One significant aspect to speculate on is the study's retrospective design. In retrospective investigations, scientists look for patterns and correlations in the data that already exist. But this design inherently limits the capacity to establish causation. More reliable data would come from a randomized controlled trial (RCT), in which patients are randomized into several treatment groups. Because they reduce bias and make it easier to understand how beneficial an intervention is, RCTs are regarded as the gold standard in clinical research.

The total of 229 patients in the study are a suitable sample size for preliminary investigations, although it may not fully reflect the complexity and diversity of the larger community when dealing with the prognosis of AD. These patients' individual circumstances, comorbidities, and overall health may all have an impact on their prognosis. A larger and more varied sample would increase the dependability of the results and give a more accurate depiction of the population.

The study's dependence on subjective measurements is another factor to consider, such as cognitive dysfunction performance characteristics, Mini-Mental State Examination score, modified Rankin scale, drawing clock test, disturbance of consciousness, and extrapyramidal symptoms. These assessments are useful for gathering patient self-reported experiences; however, they are biased and subject to individual standpoints. The immunoglobulin test and the lymphocyte transformation test were not performed, and the components pertaining to the identification of cellular immune function were lacking. In addition to these subjective evaluations, objective measurements could offer a more thorough comprehension of the AD prognostic metric.
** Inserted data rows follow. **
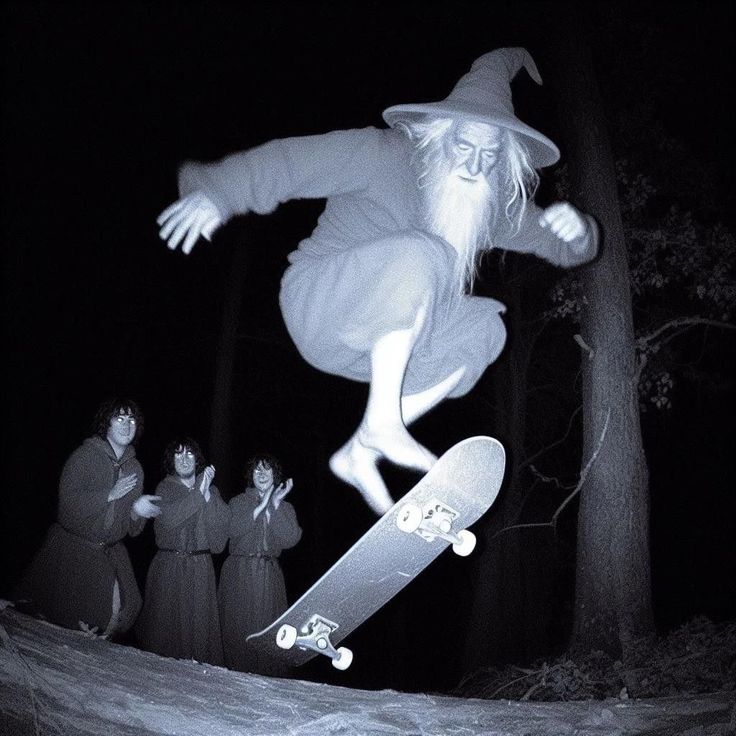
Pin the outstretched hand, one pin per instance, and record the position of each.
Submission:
(188, 218)
(144, 506)
(280, 492)
(207, 477)
(123, 486)
(565, 221)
Furthermore, a critical consideration is how generalizable the study's discoveries are likely to be. The survey results may not be applicable to other settings or populations because it was performed within a particular patient group and healthcare setting. The results of such interventions can be impacted by parameters such as patient demographics, cultural differences, and healthcare infrastructure. Therefore, without more research, care should be taken when expanding these outcomes to other groups.

CONCLUSION

The work provides useful insights for anticipating the relationship between impaired cellular immune activity and a bad prognosis in AD patients, highlighting the potential benefits of MRS combined with EEG detection in anticipating the dismal outlook of AD. The data indicate that a drop in T cell percentage may have prognostic value for the adverse outcome of AD. The threshold criteria for determining poor prognosis in patients with AD is recommended to be set at a proportion of T cells less than 55%.